In operation, autonav needed only two things from Earth, said navigation team chief Ed Reidel: a guide suggesting which asteroids to target and a schedule of when the spacecraft could perform particular functions. The latter data relieved the executive of having to decide when to take pictures, perform calculations and make course corrections, so that it wouldn't overcommit its slender computing resources.
"From the asteroid list, autonav would decide which asteroids were the most advisable to photograph at a particular time," Reidel said. "It would then maneuver the spacecraft to line up for the picture, see the data transferred from the camera into memory, and perform the image processing and location calculations. That data would be sent to the Orbit Determination Link.

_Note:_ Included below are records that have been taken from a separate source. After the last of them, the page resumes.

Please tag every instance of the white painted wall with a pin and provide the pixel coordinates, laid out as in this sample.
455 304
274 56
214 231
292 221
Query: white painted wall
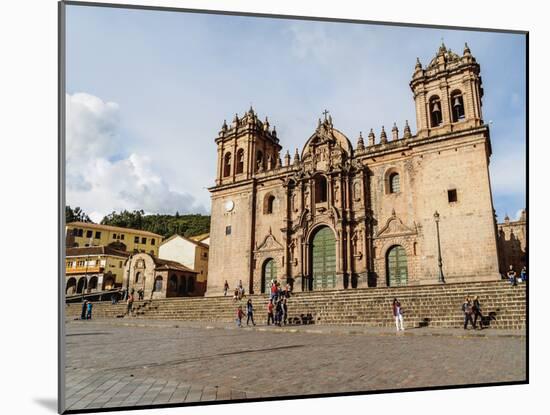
180 250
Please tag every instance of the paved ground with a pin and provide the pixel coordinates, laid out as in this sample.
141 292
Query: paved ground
143 362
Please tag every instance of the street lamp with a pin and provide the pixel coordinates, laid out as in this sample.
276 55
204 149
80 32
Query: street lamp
441 279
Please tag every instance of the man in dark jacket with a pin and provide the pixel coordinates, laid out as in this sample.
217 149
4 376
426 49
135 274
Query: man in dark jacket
468 310
477 313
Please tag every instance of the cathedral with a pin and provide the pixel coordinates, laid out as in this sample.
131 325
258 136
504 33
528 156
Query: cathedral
396 209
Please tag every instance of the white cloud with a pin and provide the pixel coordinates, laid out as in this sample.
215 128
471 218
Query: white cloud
101 176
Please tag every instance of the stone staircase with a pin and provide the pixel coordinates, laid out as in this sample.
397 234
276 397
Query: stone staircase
503 306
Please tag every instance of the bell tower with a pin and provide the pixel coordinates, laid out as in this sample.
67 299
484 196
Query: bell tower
447 93
246 147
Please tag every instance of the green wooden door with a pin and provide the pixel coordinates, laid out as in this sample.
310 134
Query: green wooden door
270 273
323 259
397 266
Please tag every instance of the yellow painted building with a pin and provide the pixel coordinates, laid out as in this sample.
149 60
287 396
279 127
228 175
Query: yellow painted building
93 269
82 234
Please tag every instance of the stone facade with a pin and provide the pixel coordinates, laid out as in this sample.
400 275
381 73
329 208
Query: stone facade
512 243
269 217
160 278
189 252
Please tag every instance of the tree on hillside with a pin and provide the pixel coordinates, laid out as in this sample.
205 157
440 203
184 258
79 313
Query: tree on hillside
76 215
165 225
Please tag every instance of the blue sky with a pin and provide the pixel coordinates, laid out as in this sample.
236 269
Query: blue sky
149 90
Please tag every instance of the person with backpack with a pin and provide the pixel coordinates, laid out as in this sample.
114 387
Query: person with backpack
477 313
284 308
278 312
398 315
523 274
240 315
130 303
468 310
89 311
273 295
249 312
512 276
270 312
84 309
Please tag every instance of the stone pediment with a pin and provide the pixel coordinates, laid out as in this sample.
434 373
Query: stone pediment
395 227
269 243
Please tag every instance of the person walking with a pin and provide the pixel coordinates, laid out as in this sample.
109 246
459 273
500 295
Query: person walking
273 295
278 312
512 276
240 315
84 310
468 310
523 274
398 315
130 303
89 310
477 313
270 312
249 312
241 289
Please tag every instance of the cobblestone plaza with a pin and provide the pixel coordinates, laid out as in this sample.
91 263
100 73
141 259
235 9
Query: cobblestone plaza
131 363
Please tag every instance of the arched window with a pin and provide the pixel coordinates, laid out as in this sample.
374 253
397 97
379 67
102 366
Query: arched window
394 184
436 116
227 165
71 286
239 163
92 285
269 274
259 161
396 266
320 189
158 283
457 106
269 201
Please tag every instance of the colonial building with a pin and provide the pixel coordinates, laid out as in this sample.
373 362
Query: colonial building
337 216
189 252
93 269
159 278
512 243
82 234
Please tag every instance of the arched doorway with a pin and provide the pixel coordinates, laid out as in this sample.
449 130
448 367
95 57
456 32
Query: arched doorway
323 259
71 286
182 285
82 283
396 266
92 285
108 283
269 272
173 285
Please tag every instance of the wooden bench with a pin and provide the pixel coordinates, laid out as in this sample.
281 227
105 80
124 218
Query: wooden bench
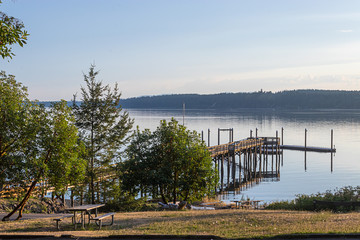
98 220
59 219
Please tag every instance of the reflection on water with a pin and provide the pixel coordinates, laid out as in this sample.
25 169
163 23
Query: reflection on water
301 173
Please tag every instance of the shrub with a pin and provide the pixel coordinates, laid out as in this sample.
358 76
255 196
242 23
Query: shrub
304 202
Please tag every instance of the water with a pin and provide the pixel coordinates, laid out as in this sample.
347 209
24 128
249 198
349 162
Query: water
296 176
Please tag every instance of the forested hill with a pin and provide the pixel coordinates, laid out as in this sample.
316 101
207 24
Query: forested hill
297 99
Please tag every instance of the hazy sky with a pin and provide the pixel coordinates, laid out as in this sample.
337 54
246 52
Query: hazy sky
152 47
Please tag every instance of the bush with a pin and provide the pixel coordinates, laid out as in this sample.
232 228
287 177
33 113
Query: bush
304 202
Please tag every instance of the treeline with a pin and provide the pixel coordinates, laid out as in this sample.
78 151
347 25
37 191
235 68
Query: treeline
296 99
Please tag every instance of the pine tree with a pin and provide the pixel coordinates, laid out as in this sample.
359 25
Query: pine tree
104 128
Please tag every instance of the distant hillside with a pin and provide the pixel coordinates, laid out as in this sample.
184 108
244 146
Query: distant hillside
297 99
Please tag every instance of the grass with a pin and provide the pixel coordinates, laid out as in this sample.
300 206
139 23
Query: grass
222 223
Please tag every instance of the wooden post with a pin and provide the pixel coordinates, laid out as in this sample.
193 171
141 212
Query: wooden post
305 150
71 198
208 137
222 173
332 139
234 169
81 198
239 168
228 171
218 136
63 199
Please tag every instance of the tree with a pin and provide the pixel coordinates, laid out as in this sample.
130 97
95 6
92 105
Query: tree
50 152
15 129
171 162
11 32
104 130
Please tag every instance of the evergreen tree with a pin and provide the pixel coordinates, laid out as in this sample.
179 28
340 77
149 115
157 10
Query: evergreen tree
49 153
172 162
104 128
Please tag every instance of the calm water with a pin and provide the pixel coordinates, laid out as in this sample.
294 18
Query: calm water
294 178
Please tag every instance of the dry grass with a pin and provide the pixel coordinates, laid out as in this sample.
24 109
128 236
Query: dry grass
223 223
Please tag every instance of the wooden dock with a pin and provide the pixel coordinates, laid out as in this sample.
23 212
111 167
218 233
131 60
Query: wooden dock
308 148
249 160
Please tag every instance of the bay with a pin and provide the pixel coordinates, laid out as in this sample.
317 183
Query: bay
297 176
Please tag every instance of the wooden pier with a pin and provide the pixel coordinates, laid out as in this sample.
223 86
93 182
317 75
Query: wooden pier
253 159
246 161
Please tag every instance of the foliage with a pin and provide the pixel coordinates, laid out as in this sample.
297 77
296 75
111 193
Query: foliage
11 32
15 129
35 143
296 99
304 202
172 162
104 128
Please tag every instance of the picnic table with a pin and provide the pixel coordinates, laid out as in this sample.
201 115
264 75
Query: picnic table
85 210
247 203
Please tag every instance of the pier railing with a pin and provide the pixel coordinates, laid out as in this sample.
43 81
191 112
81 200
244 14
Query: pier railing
235 146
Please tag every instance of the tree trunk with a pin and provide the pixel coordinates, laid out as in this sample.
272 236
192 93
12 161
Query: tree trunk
21 206
174 187
163 195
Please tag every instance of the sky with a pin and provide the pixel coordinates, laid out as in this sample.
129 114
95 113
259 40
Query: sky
155 47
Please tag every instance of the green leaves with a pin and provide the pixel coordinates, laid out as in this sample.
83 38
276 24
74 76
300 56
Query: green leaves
104 128
172 162
36 143
11 33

When invited to run by ground control-sometimes as seldom as once in 45 days-ODL would run the accumulated location data through a dynamic filter to determine the state of the spacecraft."
DS 1 did two types of maneuvers: a discrete trajectory correction, in which the craft would simply use its thrusters to make a point change in course, and a mission burn, in which the ion engine would establish a new orbit. Since ground control only had to send permission commands for course corrections instead of detailed sequences of hardware operations, traffic was reduced enormously.

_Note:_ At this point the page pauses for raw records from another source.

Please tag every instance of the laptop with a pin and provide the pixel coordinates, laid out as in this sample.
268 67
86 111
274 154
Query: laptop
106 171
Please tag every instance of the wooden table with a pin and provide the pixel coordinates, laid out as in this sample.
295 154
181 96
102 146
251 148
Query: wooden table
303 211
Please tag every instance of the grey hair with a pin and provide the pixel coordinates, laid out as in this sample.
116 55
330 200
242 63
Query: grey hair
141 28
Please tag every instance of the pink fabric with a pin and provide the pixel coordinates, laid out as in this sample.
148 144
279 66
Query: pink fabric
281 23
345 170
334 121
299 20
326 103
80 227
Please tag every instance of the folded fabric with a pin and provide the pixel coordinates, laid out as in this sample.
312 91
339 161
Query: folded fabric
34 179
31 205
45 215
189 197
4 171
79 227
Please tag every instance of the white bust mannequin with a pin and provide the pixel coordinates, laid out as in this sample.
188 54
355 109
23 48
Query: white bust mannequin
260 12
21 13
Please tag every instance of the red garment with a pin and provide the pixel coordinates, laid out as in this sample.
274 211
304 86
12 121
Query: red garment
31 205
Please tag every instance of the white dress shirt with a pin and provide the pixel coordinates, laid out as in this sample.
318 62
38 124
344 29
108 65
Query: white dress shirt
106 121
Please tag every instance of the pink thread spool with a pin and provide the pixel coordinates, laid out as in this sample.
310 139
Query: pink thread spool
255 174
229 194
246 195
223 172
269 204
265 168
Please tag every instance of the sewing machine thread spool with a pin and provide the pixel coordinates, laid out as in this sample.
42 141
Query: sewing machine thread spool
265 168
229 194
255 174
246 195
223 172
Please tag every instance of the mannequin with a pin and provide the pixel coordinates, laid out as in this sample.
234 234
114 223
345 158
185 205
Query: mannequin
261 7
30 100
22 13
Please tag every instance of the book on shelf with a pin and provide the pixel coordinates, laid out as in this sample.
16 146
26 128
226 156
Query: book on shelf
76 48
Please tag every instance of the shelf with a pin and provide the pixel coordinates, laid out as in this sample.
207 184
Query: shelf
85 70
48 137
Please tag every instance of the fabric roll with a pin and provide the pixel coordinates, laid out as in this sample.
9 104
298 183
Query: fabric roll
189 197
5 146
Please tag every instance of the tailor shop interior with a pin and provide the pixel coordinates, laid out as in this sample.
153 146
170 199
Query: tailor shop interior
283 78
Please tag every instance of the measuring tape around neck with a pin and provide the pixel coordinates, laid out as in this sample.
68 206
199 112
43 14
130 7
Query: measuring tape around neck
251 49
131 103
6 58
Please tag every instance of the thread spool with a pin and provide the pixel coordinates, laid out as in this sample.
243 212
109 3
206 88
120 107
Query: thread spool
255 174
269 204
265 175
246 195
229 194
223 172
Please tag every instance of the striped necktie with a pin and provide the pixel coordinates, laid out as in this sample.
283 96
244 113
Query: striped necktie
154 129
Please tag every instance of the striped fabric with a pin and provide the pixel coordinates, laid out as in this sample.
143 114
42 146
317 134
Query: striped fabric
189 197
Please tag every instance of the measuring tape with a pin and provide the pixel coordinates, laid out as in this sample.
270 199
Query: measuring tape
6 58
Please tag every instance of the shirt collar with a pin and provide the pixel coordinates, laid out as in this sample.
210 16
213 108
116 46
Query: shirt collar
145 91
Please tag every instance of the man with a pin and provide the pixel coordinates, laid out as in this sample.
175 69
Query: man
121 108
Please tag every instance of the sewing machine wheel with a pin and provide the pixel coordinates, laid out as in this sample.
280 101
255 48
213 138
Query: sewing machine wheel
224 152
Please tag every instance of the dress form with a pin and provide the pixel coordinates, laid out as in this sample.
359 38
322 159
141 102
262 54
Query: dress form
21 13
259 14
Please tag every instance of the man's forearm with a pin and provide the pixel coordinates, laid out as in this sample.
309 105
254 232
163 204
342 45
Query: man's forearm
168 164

The process functioned flawlessly, bringing DS 1 right on target to its encounter with Braille. But it was too slow-paced-requiring 5 to 10 minutes of background processing to update a location estimate-for use during the fly-by.
"For the final 48 hours before the encounter, we only took pictures of Braille," Reidel said. "Otherwise autonav went through its normal sequence of steps. It made its last course correction about 12 hours out. At a range of 30 km from closest approach, we switched to an accelerated form of orbit estimation. The ground sequence at this point commanded the rate of picture taking, since we now had to satisfy both the navigation requirements and the science requirements of the mission. So autonav was taking what pictures it could get of Braille, and attempting to extract new position data and relay that data to Attitude Control System to keep the spacecraft pointed at the asteroid."
It was then that trouble struck. "Up to this time we had been using the main camera, which is shutterless and has a very sensitive CCD imaging chip," Reidel related. "But we had calculated-and had actually demonstrated on the ground-that if the asteroid was as bright as we thought it would be, it would saturate the CCD cells, and we would get nothing but a smear." At that point, "we had to switch from the CCD camera to the experimental active-pixel CMOS imager."
The active-pixel imager and its optics "turned out to be far less sensitive than anticipated" and the body of the asteroid "quite a bit darker." As a result, he said, "The CMOS camera never locked on."
Good data from Deep Space 1's IR spectrometer and plasma instrument indicate that the craft did remain pretty much on target through the fly-by, again validating the autonav system. But the chance for dramatic exposure on the evening news was lost.
NASA plans an extension of the mission that will carry DS 1 further into the solar system for an encounter with two comets. That buys JPL further time to tinker with the CMOS camera and exercise autonav. "Autonav will be absolutely necessary for future missions, beginning with Deep Impact," said Liu. "It is fully validated now, and ready to go."